I’d argue we’re already there.

I Saw this post by (Anthony Rame) and thought about how SEO really is just another "arm" of marketing. As SEOs we live these marketing lessons every day, we just call them something else.

Market to fewer people, not more
→ Long-tail keywords. Stop chasing 50k/month search volume and start owning the queries where people already know what they want. Specificity converts.

Your story must match theirs
→ Search intent. If your page doesn't match why someone searched, they bounce. Google notices. You lose rankings. It's that simple (at least sometimes)

Fake urgency kills trust
→ Clickbait title tags. You know the ones, "You WON'T believe..." might get the click, but when the page doesn't deliver, dwell time tanks and so does your ranking.

Nobody cares about your product
→ Nobody cares about your website either. They care about the answer to their question. Build content around their problem, not your solution. This way your website actually starts to matter as well.

Your job is to create change, not awareness
→ Impressions and rankings are vanity. Did the user convert? Did they come back? Organic traffic that doesn't move people is just noise in Search Console.

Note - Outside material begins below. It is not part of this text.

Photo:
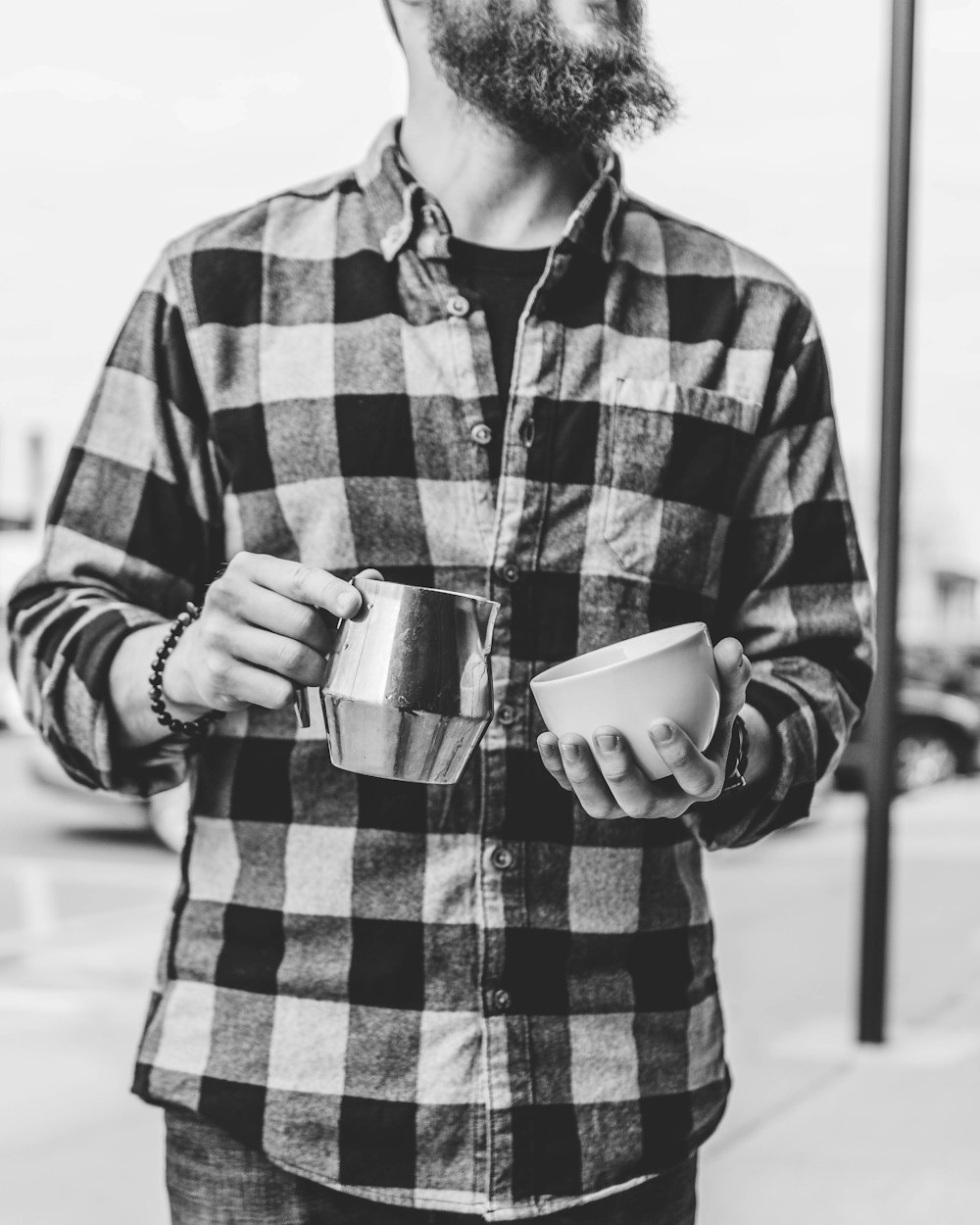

Permission beats interruption
→ SEO IS permission marketing. The user typed the query. They invited you in. That's fundamentally different from an ad that interrupted their scroll.

Don't change what people believe, match it
→ E-E-A-T. Google rewards sources that align with what people already trust - established expertise, real authors, consistent signals. You can't fake authority, you have to earn it.

So yeah... can SEOs transition into broader marketing roles?
I would say yes, because the thinking is already there.

We've been doing marketing. We just had a different job title.